Apply the Kafka CR in region 1:

kubectl --context <region1-context> apply -f kafka-region1.yaml

Deploy brokers in region 2:

apiVersion: platform.confluent.io/v1beta1
kind: Kafka
metadata:
  name: kafka
  namespace: east
spec:
  replicas: 2
  dataVolumeCapacity: 100Gi

  image:
    application: confluentinc/cp-server:7.9.6
    init: confluentinc/confluent-init-container:3.2.0

  dependencies:
    kRaftController:
      clusterRef:
        name: kraftcontroller
        namespace: east

  listeners:
    external:
      externalAccess:
        type: loadBalancer
        loadBalancer:
          domain: yourdomain.com
          prefix: kafka-east-ext
      tls:
        enabled: true
        secretRef: tls-kafka
      authentication:
        type: plain
        jaasConfig:
          secretRef: credential

Apply the Kafka CR in region 2:

kubectl --context <region2-context> apply -f kafka-region2.yaml

Wait for brokers to be ready in both regions:

kubectl --context <region1-context> wait \
  --for=condition=platform.confluent.io/cluster-ready \
  kafka/kafka -n central --timeout=10m

kubectl --context <region2-context> wait \
  --for=condition=platform.confluent.io/cluster-ready \
  kafka/kafka -n east --timeout=10m

Verify brokers are running:

kubectl --context <region1-context> get pods -n central -l app=kafka
kubectl --context <region2-context> get pods -n east -l app=kafka

Your multi-region KRaft cluster with dynamic quorum is now deployed and operational.

For migration steps, see ZooKeeper to KRaft Migration.

Migrate from ZooKeeper to KRaft with dynamic quorum

This section describes how to migrate an existing ZooKeeper-based Kafka cluster to KRaft with dynamic quorum enabled. This migration path is for clusters running on Confluent Platform 7.9.x that want to adopt KRaft with the flexibility of dynamic quorum membership. This migration is only supported on Confluent Platform 7.9.x, as ZooKeeper is removed in Confluent Platform 8.0 and later.

Tip

For complete end-to-end examples, see Dynamic KRaft Quorum: ZooKeeper to KRaft Migration on GitHub. The repository includes quick start and secured (MRC) examples with complete YAML files and commands.

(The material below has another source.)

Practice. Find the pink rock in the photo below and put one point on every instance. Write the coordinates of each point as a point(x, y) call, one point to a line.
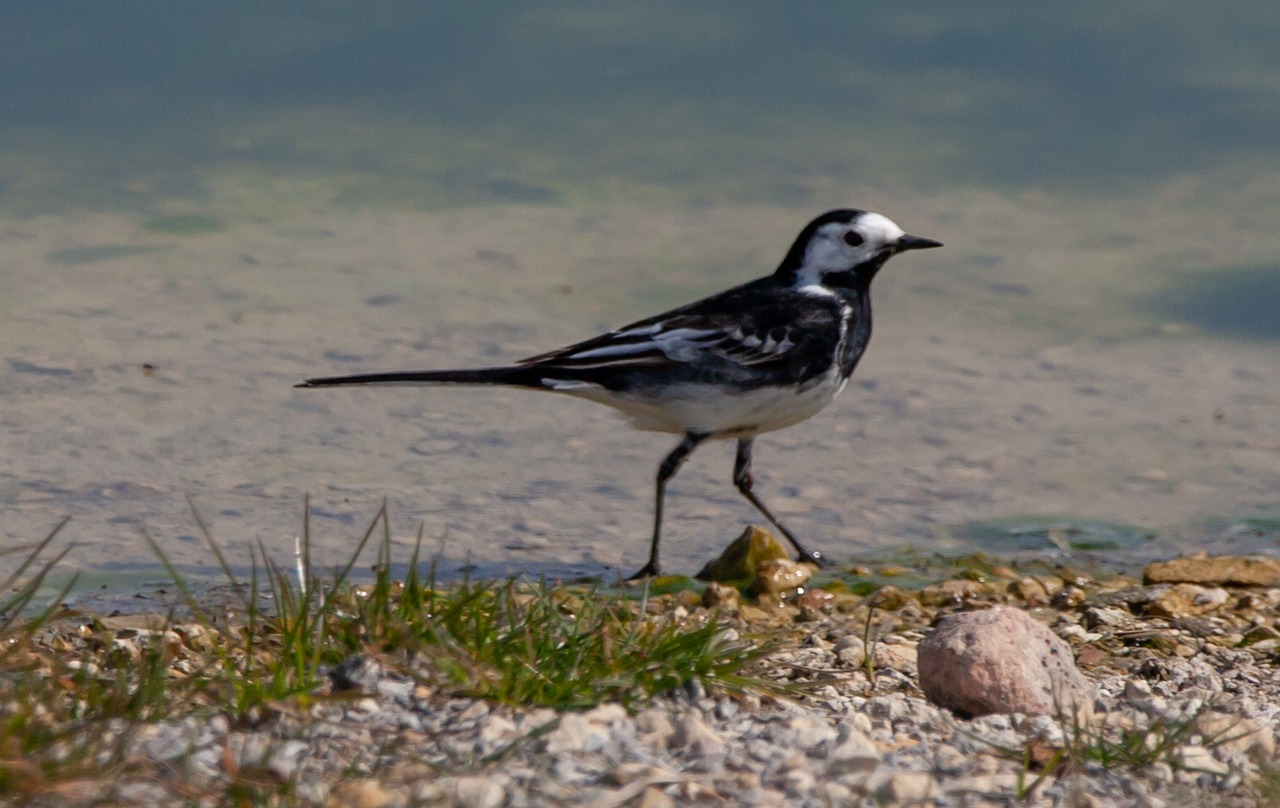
point(1001, 661)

Prerequisites for ZooKeeper to KRaft migration

Review the general prerequisites in Prerequisites and requirements for version requirements and feature compatibility. In addition to those general requirements, ZooKeeper to KRaft migration with dynamic quorum requires:

  • Existing ZooKeeper-based Kafka cluster running on Confluent Platform 7.9.6 or later.

  • CFK 3.2 or later with KRaftMigrationJob support.

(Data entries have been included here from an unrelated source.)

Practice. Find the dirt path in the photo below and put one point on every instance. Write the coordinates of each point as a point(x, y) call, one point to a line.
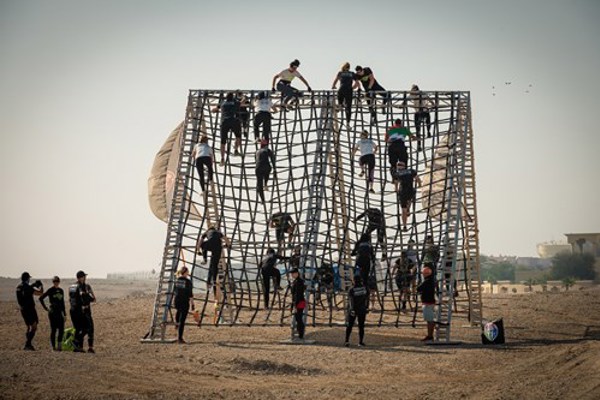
point(553, 352)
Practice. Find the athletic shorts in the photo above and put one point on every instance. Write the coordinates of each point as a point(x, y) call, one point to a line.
point(428, 312)
point(406, 197)
point(230, 124)
point(29, 316)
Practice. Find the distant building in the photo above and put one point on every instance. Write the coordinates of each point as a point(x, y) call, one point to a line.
point(586, 243)
point(548, 250)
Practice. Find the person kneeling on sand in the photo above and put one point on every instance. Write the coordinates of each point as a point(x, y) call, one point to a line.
point(427, 291)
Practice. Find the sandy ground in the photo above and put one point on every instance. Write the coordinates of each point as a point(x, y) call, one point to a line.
point(552, 352)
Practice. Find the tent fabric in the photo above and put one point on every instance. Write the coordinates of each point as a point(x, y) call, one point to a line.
point(163, 174)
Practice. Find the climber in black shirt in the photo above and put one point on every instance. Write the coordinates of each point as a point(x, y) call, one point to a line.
point(184, 300)
point(56, 312)
point(358, 302)
point(81, 297)
point(265, 159)
point(347, 81)
point(25, 293)
point(298, 301)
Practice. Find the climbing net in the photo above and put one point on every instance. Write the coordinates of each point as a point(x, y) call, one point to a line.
point(317, 181)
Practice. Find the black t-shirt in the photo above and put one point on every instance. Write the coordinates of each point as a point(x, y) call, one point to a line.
point(406, 178)
point(282, 220)
point(25, 295)
point(56, 297)
point(366, 77)
point(229, 109)
point(264, 158)
point(270, 261)
point(298, 289)
point(358, 298)
point(346, 78)
point(81, 296)
point(212, 237)
point(427, 290)
point(183, 292)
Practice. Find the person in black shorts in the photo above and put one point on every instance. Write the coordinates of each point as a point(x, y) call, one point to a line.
point(243, 113)
point(298, 301)
point(204, 156)
point(347, 81)
point(25, 293)
point(283, 223)
point(403, 179)
point(212, 240)
point(370, 84)
point(365, 256)
point(184, 300)
point(358, 305)
point(405, 273)
point(376, 223)
point(81, 297)
point(56, 312)
point(269, 271)
point(230, 122)
point(284, 85)
point(264, 160)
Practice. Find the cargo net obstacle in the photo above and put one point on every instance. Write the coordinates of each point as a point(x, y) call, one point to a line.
point(317, 181)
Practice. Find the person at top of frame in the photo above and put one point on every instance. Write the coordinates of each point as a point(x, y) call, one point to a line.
point(368, 148)
point(284, 85)
point(204, 156)
point(283, 223)
point(263, 117)
point(421, 104)
point(348, 81)
point(230, 122)
point(403, 179)
point(212, 240)
point(371, 86)
point(394, 137)
point(265, 159)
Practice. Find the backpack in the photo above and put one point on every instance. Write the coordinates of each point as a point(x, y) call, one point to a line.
point(69, 340)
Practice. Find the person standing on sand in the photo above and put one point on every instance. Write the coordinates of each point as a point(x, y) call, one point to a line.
point(56, 312)
point(25, 292)
point(358, 302)
point(427, 291)
point(184, 300)
point(81, 297)
point(298, 301)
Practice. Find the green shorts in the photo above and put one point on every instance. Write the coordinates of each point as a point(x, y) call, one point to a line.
point(428, 312)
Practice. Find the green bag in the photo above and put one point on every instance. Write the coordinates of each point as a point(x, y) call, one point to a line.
point(69, 340)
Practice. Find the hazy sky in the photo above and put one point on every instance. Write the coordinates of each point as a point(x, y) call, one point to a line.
point(89, 90)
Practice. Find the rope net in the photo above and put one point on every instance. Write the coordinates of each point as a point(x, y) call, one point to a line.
point(318, 182)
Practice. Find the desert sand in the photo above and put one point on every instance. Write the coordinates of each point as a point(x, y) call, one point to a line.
point(552, 352)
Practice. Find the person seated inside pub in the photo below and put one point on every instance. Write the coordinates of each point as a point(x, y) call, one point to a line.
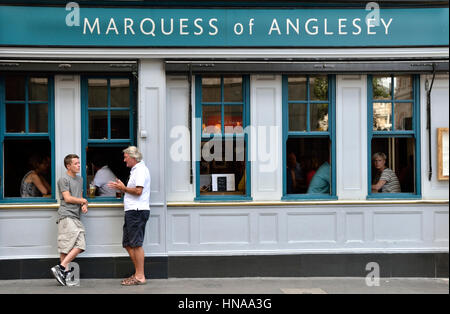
point(321, 181)
point(385, 180)
point(34, 183)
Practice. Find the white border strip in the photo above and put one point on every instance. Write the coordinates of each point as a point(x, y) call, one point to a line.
point(194, 53)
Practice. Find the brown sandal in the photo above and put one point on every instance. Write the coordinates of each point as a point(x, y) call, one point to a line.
point(127, 280)
point(133, 282)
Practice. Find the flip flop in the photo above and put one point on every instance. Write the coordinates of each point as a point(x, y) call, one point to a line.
point(133, 282)
point(127, 279)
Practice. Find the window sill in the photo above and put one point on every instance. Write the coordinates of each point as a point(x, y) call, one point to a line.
point(394, 196)
point(282, 203)
point(309, 197)
point(222, 198)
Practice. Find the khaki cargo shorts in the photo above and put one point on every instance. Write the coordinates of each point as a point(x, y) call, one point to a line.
point(71, 234)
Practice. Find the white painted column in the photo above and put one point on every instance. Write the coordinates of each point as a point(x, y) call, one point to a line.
point(151, 137)
point(266, 137)
point(178, 185)
point(351, 137)
point(151, 123)
point(433, 189)
point(67, 119)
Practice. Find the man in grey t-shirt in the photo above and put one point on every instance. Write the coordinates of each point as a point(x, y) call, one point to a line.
point(71, 232)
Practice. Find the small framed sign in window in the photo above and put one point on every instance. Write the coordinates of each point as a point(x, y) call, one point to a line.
point(443, 154)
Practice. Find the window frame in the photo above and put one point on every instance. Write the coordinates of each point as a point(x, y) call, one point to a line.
point(87, 142)
point(331, 133)
point(415, 134)
point(199, 135)
point(50, 134)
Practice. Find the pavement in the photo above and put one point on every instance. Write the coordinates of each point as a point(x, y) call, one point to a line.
point(252, 286)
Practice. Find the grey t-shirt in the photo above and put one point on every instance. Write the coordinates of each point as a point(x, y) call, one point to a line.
point(392, 184)
point(75, 187)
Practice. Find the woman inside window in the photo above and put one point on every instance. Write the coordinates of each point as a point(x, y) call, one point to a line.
point(386, 180)
point(34, 183)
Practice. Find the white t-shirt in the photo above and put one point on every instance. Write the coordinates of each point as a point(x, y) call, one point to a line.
point(101, 179)
point(139, 176)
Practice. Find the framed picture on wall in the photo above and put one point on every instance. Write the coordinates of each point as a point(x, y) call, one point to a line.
point(443, 164)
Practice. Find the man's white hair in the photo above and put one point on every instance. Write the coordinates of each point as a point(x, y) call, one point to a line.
point(133, 152)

  • Confluent Platform 7.9.6 or later Docker images (earlier 7.9.x versions have critical bugs).

  • The Kafka CR must have the IBP 3.9 annotation before starting migration.

  • Bootstrap ConfigMap and RBAC resources for dynamic quorum coordination.

  • Namespace with sufficient resources for both ZooKeeper and KRaft controllers during dual-write phase.

Important

Critical version requirement: Confluent Platform 7.9.6 or later is required for ZooKeeper to KRaft migration with dynamic quorum. Earlier versions (7.9.0 through 7.9.5) have known issues.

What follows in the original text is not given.